Arriesgo mi hipótesis: El miedo-síntoma en algo comparte la técnica de la fobia; visto con detenimiento resulta una fobia cuya habilidad radica en producir un movimiento de torsión en la escena del miedo hasta privilegiar un objeto a su medida, es decir, verosímil. Lejos de la escena onírica o de la trágica, el miedo despliega su imaginario en la escena realista. El miedo se afirma en su principio cuando menta o miente la realidad. ¿Cómo no creerle a Carol su problema con Darío? Y sin embargo... El hilo del análisis permitió remontar la angustia por el desamparo ante la separación a otra fuente, que en Carol es relativa a la madre. Ésa que marcó a Darío como el candidato potable y Carol lo conquistó sin esfuerzo y sin amor. Ésa que en una reunión social, advertida de que a su hija no le era indiferente cierto hombre, le dijo: “Si yo tuviera veinte años menos –obviamente, la edad de Carol- ese fulano no se me escapaba”. Y a partir de allí Carol se desesperó porque el fulano no se le escapara, hasta que logró alcanzarlo y lo convirtió en su amante.

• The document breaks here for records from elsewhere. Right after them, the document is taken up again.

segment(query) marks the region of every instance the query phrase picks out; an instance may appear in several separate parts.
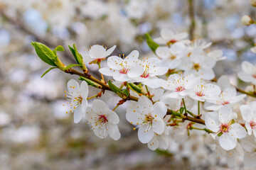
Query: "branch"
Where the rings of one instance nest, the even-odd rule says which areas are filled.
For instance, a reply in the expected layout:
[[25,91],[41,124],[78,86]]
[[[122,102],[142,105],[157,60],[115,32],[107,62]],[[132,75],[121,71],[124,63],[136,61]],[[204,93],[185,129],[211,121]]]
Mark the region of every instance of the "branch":
[[193,0],[188,0],[188,14],[191,21],[191,24],[189,26],[189,35],[190,35],[190,39],[192,40],[194,38],[194,30],[196,27]]
[[[100,85],[101,85],[102,86],[102,89],[105,89],[105,90],[108,90],[108,91],[112,91],[112,90],[110,88],[110,86],[105,84],[104,82],[97,79],[96,78],[95,78],[94,76],[92,76],[92,75],[90,75],[90,74],[83,74],[82,72],[80,72],[73,68],[65,71],[66,73],[69,73],[70,74],[75,74],[75,75],[78,75],[78,76],[83,76],[85,78],[87,78],[88,79],[90,79],[93,81],[95,81],[95,83],[97,83],[99,84]],[[122,98],[123,99],[127,99],[127,98]],[[131,101],[138,101],[138,98],[137,97],[134,97],[134,96],[129,96],[129,100],[131,100]],[[190,117],[190,116],[187,116],[187,115],[184,115],[178,112],[175,112],[174,110],[171,110],[170,109],[168,109],[167,110],[167,115],[176,115],[178,117],[180,117],[181,118],[183,118],[183,120],[190,120],[191,122],[194,122],[194,123],[200,123],[200,124],[202,124],[202,125],[205,125],[205,121],[203,120],[202,120],[201,118],[192,118],[192,117]]]

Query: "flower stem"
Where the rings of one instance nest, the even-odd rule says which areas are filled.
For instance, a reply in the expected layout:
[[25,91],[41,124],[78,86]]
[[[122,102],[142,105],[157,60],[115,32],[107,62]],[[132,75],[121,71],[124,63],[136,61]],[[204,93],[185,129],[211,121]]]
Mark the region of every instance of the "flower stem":
[[200,116],[200,101],[198,101],[198,116]]
[[[99,69],[100,69],[100,62],[97,62],[97,64],[98,64],[98,66],[99,66]],[[102,76],[102,79],[103,82],[105,84],[105,79],[104,79],[103,74],[101,74],[101,73],[100,73],[100,74],[101,74],[101,76]]]
[[114,110],[116,110],[117,108],[118,108],[118,106],[119,106],[120,105],[117,104],[113,109],[112,110],[114,111]]
[[186,104],[185,104],[185,100],[184,100],[184,98],[182,98],[182,102],[183,102],[183,106],[184,106],[184,108],[185,108],[185,113],[187,113],[187,110],[186,110]]

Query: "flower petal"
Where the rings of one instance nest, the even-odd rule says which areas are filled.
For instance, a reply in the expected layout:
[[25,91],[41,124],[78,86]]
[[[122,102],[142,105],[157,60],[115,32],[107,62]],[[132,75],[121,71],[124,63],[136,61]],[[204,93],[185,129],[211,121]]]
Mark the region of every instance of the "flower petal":
[[152,129],[147,130],[148,125],[142,125],[139,128],[138,130],[138,137],[139,140],[142,143],[147,143],[149,142],[154,137],[154,131]]
[[110,123],[108,123],[107,126],[110,137],[111,137],[114,140],[118,140],[119,139],[120,139],[121,134],[119,130],[118,126],[117,125],[112,125]]

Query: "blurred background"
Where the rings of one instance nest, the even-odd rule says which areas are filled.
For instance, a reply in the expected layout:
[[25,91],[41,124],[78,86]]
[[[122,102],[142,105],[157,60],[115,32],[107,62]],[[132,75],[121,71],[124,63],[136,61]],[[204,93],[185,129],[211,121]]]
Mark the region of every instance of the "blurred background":
[[[0,169],[226,169],[225,162],[207,157],[210,149],[198,136],[166,152],[149,150],[125,120],[129,103],[116,110],[118,141],[97,138],[85,120],[75,124],[65,113],[64,91],[78,77],[53,69],[41,78],[49,66],[30,43],[63,45],[58,55],[68,65],[75,63],[68,47],[73,43],[82,55],[95,44],[117,45],[114,55],[137,50],[141,57],[153,55],[144,33],[156,38],[171,28],[223,50],[227,60],[215,66],[216,77],[229,74],[235,83],[241,61],[256,61],[250,50],[256,26],[240,22],[247,14],[256,18],[255,11],[247,0],[0,0]],[[88,67],[97,74],[96,66]],[[90,89],[89,96],[99,92]],[[102,99],[112,108],[119,98],[106,94],[113,97]]]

De lo que Carol no escapó fue de la influencia de esa madre que así vivió una segunda vida, tal vez primera en intensidad, a través de su atrapada hija.
El caso de Carol nos ubica en la tardía observación de Freud, quien al postular la fase preedípica en 1931 admite1: “Hasta hube de aceptar la posibilidad de que muchas mujeres queden detenidas en la primitiva vinculación con la madre, sin alcanzar jamás una genuina reorientación hacia el hombre”.

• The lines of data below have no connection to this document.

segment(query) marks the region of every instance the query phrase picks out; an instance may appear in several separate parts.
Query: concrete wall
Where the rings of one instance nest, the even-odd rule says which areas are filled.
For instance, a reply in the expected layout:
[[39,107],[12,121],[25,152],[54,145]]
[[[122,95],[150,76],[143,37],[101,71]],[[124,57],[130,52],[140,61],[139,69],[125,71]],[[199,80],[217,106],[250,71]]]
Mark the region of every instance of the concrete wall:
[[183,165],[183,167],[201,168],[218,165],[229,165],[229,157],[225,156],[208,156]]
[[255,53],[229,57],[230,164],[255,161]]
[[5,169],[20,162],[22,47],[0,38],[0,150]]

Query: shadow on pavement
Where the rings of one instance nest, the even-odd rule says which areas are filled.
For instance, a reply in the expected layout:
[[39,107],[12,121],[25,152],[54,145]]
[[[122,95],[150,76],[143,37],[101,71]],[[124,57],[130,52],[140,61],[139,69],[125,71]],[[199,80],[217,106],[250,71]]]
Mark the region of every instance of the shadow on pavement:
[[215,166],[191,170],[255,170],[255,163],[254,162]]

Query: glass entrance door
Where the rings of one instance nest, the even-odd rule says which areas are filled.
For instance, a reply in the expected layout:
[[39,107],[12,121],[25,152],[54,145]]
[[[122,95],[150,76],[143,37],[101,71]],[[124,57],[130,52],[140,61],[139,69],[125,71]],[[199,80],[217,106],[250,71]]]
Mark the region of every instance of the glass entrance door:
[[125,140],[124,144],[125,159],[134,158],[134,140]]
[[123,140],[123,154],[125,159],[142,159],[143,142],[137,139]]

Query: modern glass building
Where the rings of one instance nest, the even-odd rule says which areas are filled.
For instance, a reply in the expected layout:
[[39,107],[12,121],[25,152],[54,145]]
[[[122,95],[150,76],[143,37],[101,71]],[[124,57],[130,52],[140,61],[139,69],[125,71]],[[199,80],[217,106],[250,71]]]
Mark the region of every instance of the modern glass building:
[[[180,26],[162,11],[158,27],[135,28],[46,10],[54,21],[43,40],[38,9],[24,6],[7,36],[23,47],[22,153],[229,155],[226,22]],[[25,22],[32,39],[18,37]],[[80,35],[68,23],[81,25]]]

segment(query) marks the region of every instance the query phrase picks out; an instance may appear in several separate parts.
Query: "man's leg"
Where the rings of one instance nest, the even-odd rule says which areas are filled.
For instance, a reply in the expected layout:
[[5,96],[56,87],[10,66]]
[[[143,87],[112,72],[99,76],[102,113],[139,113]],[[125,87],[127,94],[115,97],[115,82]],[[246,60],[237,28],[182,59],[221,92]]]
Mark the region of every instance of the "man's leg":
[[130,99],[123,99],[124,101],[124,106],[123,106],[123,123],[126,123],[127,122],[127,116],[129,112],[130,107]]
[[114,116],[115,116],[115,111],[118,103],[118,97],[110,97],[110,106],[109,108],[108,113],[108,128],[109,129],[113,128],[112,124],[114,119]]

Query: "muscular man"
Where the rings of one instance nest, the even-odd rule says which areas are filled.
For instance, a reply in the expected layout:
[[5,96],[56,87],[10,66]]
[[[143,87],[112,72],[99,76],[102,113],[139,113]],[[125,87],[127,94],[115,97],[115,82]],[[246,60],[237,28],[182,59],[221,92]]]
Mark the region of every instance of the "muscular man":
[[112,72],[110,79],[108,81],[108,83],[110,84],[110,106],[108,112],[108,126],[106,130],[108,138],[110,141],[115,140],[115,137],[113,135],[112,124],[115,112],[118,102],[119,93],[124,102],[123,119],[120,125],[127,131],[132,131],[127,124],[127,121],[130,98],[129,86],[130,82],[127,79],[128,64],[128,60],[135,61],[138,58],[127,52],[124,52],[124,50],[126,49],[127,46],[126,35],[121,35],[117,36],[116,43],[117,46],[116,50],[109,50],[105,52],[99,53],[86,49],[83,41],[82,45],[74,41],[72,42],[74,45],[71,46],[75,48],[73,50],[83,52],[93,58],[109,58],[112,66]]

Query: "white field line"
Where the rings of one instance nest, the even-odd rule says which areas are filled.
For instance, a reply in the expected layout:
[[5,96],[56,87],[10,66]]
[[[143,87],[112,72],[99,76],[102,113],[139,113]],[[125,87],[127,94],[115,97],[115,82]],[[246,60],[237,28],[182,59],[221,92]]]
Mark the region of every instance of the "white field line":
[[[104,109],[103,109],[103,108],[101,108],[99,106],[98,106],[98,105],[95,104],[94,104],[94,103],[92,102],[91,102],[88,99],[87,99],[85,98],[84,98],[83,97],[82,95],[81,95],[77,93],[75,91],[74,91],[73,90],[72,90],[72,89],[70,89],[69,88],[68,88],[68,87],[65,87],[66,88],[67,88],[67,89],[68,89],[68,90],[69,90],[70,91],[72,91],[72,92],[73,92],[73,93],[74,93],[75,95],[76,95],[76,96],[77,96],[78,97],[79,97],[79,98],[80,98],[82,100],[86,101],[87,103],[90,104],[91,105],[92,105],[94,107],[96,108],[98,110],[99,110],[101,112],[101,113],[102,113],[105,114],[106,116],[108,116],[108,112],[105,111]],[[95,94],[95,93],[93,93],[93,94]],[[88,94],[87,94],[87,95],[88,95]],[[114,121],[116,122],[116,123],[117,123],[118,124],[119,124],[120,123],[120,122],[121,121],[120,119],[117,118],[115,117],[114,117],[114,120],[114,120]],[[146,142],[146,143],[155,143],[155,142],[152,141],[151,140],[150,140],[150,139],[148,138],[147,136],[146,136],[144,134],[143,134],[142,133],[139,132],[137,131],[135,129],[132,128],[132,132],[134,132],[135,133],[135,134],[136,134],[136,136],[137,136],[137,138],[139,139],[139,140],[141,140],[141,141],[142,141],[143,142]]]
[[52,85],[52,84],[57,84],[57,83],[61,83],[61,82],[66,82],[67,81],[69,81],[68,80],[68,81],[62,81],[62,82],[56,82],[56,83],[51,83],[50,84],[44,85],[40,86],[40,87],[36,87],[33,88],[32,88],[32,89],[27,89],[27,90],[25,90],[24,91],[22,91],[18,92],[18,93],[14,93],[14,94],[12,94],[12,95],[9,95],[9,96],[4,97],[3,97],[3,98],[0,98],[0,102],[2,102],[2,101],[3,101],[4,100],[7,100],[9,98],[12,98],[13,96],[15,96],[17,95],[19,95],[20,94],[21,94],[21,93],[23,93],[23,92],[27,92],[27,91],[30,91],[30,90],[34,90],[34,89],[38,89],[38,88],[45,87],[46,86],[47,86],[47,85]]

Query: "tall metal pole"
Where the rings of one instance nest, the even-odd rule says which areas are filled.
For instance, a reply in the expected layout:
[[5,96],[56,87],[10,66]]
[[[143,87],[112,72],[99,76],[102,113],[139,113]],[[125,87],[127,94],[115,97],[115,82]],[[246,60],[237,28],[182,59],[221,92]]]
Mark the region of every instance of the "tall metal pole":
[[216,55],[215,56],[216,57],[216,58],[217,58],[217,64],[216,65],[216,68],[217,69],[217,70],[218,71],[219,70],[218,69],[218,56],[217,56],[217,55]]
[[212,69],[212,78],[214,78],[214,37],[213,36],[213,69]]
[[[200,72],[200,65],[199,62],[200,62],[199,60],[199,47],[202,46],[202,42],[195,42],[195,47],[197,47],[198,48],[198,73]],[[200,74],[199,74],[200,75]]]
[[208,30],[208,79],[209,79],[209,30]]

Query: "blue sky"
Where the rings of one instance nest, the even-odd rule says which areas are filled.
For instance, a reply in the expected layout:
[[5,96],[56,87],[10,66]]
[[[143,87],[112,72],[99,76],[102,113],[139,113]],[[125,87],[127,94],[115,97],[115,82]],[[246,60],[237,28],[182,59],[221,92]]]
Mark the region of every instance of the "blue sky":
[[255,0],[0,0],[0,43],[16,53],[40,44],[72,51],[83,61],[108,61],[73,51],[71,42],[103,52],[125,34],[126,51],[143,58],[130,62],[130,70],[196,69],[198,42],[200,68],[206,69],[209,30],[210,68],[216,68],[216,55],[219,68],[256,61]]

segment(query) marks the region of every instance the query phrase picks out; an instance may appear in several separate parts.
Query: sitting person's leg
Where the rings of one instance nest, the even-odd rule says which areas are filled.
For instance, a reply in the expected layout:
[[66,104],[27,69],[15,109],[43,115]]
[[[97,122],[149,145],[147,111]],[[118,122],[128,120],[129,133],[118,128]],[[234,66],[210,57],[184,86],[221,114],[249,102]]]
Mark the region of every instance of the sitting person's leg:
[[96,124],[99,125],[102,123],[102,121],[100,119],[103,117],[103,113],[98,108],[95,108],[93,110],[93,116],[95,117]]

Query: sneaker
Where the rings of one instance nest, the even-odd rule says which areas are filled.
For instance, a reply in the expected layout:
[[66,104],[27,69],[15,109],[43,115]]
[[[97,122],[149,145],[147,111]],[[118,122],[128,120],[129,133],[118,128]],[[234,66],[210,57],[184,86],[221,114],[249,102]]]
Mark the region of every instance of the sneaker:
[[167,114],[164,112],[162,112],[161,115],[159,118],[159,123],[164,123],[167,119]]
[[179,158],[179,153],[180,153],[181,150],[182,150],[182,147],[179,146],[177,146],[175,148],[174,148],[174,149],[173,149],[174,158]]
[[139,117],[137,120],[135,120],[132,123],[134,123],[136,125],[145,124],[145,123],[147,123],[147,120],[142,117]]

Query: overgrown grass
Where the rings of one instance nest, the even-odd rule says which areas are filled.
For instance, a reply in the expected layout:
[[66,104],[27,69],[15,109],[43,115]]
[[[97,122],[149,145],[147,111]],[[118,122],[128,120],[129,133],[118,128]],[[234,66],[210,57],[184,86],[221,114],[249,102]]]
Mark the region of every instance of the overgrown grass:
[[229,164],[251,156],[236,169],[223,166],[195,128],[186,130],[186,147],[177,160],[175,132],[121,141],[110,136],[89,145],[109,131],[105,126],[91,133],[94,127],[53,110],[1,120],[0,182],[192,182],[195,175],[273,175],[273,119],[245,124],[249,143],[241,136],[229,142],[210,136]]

Carol teme a la libertad y que la separación sea “quedar en la calle”; eso la dejaría, según reiteradas ocurrencias de sesión, frente a los hombres. El matrimonio garantiza que no ocurra. El enfático Darío resulta el vigía materno. Y si Freud tuvo razón al establecer la problemática de la castración para las fobias, el miedo de Carol también gira en torno a esta referencia. La separación es el sino del dilema: Lograrla sería liberarse. ¿De Darío? Tal vez, pero en su fundamento sería sacudirse el emblema (fálico) que la sostiene incólume, revelarse contra la díada marido/madre que a su merced se completan y abismarse a un vacío en que el hombre puede aparecer.
Pero el miedo no es zonzo, de continuo susurra al oído de Carol las penurias que acarrea andar suelta por el mundo, del mismo modo que promueve las virtudes que conserva si permanece en el sistema de los poderes cruzados y el vacío libertario denegado.

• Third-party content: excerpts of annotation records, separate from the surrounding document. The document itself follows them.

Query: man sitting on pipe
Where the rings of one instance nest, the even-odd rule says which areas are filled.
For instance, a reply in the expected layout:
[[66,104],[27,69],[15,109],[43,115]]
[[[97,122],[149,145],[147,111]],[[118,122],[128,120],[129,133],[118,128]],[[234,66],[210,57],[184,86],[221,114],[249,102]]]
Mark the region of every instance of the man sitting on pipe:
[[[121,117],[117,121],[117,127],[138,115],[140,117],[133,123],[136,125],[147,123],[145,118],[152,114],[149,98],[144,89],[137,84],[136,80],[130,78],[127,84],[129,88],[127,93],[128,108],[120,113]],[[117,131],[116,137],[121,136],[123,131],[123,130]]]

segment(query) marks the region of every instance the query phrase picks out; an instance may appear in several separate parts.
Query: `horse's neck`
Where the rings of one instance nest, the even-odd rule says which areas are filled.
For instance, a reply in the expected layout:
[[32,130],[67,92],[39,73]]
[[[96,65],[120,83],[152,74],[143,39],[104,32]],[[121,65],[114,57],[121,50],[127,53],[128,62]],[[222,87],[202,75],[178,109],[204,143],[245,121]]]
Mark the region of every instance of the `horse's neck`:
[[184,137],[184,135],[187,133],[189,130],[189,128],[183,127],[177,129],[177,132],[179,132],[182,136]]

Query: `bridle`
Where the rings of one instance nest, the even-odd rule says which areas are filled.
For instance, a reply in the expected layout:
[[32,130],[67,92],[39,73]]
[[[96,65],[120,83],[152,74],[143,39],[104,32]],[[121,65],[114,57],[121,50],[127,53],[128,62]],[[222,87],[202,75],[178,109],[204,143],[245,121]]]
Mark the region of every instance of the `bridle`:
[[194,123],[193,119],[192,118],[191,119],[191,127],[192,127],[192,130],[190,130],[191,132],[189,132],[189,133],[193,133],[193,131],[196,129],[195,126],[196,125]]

Esclavos, no maldigamos la vida, debí decirle a Carol haciéndome eco del fin de Una temporada en el infierno. Pero Rimbaud vino a mí en este renglón también final, de atrevido comienzo.

Carlos D. Pérez
Psicoanalista
carlosperezmail [at] bigfoot.com

 

Notas
“Sobre la sexualidad femenina”. Tomo VIII de las Obras completas. Biblioteca Nueva, Madrid, 1974.